These aren't the only areas measured by McKinsey, but they provide a good sampling of big data's impact across a range of industries. To date, that impact has been muted. This brings us to the most significant hole in big data's process: culture. As the report authors describe:

Adapting to an era of data-driven decision making is not always a simple proposition. Some companies have invested heavily in technology but have not yet changed their organizations so they can make the most of these investments. Many are struggling to develop the talent, business processes, and organizational muscle to capture real value from analytics.

Given that people are the primary problem holding up big data's progress, you could be forgiven for abandoning all hope.

Big data's cloudy future

Nonetheless, things may be getting better.

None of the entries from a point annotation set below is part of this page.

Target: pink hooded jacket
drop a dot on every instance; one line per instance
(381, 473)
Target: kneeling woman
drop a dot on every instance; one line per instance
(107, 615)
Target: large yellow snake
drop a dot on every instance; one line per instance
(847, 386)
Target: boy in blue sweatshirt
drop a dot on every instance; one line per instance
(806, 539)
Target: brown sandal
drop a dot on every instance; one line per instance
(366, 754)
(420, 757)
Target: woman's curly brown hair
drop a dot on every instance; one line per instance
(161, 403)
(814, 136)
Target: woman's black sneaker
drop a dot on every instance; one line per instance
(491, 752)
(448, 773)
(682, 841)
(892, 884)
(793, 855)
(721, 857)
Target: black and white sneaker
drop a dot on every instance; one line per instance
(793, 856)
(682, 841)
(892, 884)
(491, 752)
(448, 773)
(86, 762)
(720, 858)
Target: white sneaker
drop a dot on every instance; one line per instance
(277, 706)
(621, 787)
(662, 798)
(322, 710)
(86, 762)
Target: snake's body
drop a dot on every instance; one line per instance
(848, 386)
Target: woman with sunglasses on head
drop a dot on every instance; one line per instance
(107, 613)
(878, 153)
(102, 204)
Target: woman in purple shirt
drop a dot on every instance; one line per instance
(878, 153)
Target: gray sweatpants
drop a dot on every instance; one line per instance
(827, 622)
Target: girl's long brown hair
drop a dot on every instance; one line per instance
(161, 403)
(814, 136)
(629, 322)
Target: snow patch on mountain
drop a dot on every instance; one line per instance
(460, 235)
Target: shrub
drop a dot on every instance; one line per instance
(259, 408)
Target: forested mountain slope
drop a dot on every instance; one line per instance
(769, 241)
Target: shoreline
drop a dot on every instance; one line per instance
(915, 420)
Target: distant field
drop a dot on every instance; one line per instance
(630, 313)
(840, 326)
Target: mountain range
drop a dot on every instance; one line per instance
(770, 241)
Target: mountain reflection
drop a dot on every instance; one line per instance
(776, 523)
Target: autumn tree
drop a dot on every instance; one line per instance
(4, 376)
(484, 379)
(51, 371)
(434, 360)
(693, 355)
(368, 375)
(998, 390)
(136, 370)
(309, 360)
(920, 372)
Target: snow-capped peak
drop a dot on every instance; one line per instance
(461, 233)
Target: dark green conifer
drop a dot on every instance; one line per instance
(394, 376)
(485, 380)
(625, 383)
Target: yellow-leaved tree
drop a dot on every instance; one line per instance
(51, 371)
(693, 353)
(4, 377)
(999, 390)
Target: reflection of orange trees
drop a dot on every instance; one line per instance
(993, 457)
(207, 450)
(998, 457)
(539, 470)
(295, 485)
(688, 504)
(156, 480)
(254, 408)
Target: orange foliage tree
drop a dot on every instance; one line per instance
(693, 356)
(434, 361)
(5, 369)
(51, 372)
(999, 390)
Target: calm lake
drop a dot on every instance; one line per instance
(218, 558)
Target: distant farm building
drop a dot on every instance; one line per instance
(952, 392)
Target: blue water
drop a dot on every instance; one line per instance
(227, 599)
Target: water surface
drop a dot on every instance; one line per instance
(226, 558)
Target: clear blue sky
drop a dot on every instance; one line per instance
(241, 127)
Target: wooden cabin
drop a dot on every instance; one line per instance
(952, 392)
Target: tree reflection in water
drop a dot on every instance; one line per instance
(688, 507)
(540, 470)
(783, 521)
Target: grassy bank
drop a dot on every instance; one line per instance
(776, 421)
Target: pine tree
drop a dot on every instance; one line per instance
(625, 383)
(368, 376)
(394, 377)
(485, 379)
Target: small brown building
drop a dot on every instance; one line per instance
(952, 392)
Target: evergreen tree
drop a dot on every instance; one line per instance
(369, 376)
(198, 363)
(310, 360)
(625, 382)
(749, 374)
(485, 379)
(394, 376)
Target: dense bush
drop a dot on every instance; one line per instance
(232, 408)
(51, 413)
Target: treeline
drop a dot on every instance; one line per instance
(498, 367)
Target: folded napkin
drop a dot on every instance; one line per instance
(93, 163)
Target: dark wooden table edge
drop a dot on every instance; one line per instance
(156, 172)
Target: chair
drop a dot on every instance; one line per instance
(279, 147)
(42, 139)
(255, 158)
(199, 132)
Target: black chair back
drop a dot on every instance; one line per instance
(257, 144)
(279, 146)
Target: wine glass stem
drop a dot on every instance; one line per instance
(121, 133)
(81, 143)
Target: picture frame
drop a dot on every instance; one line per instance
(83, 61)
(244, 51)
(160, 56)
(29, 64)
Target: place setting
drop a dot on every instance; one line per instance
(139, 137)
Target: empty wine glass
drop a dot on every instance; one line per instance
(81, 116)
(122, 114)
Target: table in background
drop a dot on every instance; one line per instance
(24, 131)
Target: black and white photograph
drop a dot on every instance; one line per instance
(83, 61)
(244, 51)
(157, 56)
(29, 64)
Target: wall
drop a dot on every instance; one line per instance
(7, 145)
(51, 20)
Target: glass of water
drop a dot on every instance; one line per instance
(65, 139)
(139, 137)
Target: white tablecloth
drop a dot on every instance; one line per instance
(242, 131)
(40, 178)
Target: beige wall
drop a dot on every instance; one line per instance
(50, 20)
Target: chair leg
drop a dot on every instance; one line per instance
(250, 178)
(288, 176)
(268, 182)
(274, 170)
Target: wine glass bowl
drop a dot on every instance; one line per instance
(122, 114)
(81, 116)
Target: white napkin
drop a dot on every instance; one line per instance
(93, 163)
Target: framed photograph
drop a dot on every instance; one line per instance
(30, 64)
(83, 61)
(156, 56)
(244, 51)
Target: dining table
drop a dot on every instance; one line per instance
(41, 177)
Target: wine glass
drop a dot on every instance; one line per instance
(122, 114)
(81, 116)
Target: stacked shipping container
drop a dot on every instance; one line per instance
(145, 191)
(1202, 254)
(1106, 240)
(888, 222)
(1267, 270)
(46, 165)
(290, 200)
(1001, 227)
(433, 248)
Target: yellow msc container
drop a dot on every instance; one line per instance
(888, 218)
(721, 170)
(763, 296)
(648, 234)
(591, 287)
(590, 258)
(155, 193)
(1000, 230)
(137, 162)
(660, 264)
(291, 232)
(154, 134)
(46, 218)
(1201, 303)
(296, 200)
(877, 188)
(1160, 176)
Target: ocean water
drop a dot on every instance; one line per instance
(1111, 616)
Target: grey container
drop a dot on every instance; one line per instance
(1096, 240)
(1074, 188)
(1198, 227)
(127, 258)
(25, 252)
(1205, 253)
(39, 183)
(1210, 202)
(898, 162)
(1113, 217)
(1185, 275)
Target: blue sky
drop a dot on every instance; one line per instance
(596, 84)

For example, in a recent AtScale survey of more than 2,500 data professionals across 1,400 companies and 77 countries, roughly 20 percent of respondents reported clusters of more than 100 nodes, a full 74 percent of which are in production. This represents double-digit year-over-year growth.

It's even more encouraging to see where these nodes are running, which probably accounts for the increase in success rates. According to the same survey, more than half of respondents run their big data workloads in the cloud today and 72 percent plan to do so going forward. This aligns with anecdotal data from Gartner that interest in data lakes has mushroomed along with a propensity to build those lakes in public clouds.

This makes sense. Given that the very nature of data science -- asking questions of our data to glean insight -- requires a flexible approach, the infrastructure powering our big data workloads needs to enable this flexibility. In an interview, AWS product chief Matt Wood makes it clear that because "your resource mix is continually evolving, if you buy infrastructure it's almost immediately irrelevant to your business because it's frozen in time."

Infrastructure elasticity is imperative to successful big data projects. Apparently more and more enterprises got this memo and are building accordingly. Perhaps not surprising, this shift in culture isn't happening top-down; rather, it's a bottom-up, developer-driven phenomenon.

What should enterprises do? Ironically, it's more a matter of what they shouldn't do: obstruct developers. In short, the best way to ensure an enterprise gets the most from its data is to get out of the way of its developers. They're already taking advantage of the latest and greatest big data technologies in the cloud.